In the first place, one is struck by the simple thought that with Monroe we had run out of revolutionary leaders to be president. Following the chaotic election of 1824, parties began to be acceptable. This suggests that party may have been viewed as a training ground for statesmen, a way to fill the void left by the absence of the conspicuous patriotism represented by revolu­tionary service, for without the mechanism of party the “personal presidency” as represented by Jackson was the most likely model for future leaders. The danger posed by this was that it led to the glorification of military leaders (the easiest way to gain renown across such a vast country), which of course increased the danger of a military coup. Consider the warning of that preeminent partisan, Clay, to his fellow Whigs considering nominating General Taylor for president:

It seems to me that the Whig party has been long and deliberately committed against the election of a military officer to the Presi­dency who had never developed any capacity for civil administration. . . . The true principle, I think, is this: that great military attain­ments and triumphs do not qualify of themselves nor disqualify for the Presidency.

If General Taylor, who is absolutely without any experience whatever in civil administration, shall be elected, I think we may bid adieu to the election ever again of any man to the office of Chief Magistrate who is not taken from the army . . . . Military chieftain will succeed military chieftain, until at last one will reach the presidency who, more unscrupulous than his predecessors, will put an end to our liberties, and establish a throne of military despotism. (Clay, Letter to Daniel Ullman, May 12, 1847)

A presidency based on The Idea of the Patriot King is acceptable only as long as you’re sure you have patriots, so you don’t end up simply with a king.

An alternative (or supplementary) explanation for the rise of party is the growing influence of sectionalism as a pernicious force in American politics.

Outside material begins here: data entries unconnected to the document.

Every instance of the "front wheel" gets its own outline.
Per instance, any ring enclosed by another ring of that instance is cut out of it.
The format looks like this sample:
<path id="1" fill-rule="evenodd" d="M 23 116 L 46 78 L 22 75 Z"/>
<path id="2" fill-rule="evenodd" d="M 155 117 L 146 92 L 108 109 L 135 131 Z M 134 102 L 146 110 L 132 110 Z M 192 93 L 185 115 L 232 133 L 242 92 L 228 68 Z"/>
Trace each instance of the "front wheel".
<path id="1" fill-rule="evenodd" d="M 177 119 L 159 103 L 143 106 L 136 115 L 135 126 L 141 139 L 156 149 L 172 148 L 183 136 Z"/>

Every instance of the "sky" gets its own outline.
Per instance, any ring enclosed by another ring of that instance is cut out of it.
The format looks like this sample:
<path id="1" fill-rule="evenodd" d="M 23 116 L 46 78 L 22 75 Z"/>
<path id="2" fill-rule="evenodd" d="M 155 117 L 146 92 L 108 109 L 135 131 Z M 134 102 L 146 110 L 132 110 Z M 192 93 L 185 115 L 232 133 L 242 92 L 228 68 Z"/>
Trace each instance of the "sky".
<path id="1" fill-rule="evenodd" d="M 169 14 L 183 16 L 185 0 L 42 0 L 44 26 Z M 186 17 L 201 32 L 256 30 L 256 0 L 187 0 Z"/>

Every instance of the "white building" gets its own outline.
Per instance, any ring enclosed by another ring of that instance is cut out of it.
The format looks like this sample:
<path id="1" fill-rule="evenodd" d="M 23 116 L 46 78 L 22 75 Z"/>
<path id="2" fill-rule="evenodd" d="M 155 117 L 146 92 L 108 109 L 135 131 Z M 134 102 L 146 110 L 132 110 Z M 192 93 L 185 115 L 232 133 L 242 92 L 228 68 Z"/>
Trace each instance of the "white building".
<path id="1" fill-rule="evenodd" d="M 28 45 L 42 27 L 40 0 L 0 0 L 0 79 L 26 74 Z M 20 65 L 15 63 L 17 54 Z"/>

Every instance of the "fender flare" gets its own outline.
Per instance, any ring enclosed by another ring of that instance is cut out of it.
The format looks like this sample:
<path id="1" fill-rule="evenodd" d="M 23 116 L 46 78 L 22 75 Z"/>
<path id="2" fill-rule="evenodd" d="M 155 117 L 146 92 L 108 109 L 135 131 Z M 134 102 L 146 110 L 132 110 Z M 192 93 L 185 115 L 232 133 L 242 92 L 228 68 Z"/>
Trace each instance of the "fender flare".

It is possible that the antebellum states­men looked to parties as forces to counteract the influence of merely sectional loyalties: Alle­giance to party, organized on principles which could cross regional lines, could replace allegiance to section.

Consider Madison’s thoughts on the subject:

Parties under some denominations or other must always be expected in a government as free as ours. When the individuals belonging to them are intermingled in every part of the whole Country, they strengthen the Union of the Whole, while they divide every part. (Letter to Robert Walsh, November 27, 1819)

Both of the preceding suggestions are merely that-suggestions as to where a serious study of the rise of partisanship in America could begin. Both possess a virtue strikingly absent from Ketcham’s work-they take their bearings from the American context of the problem of American partisanship. Seeing the development of the American presidency as the mechanical unfolding of a predetermined debate, the terms of which were set by the seventeenth century English literati,dooms from the start the project of considering what the first presidents thought about “what it meant to be virtuous in public life.”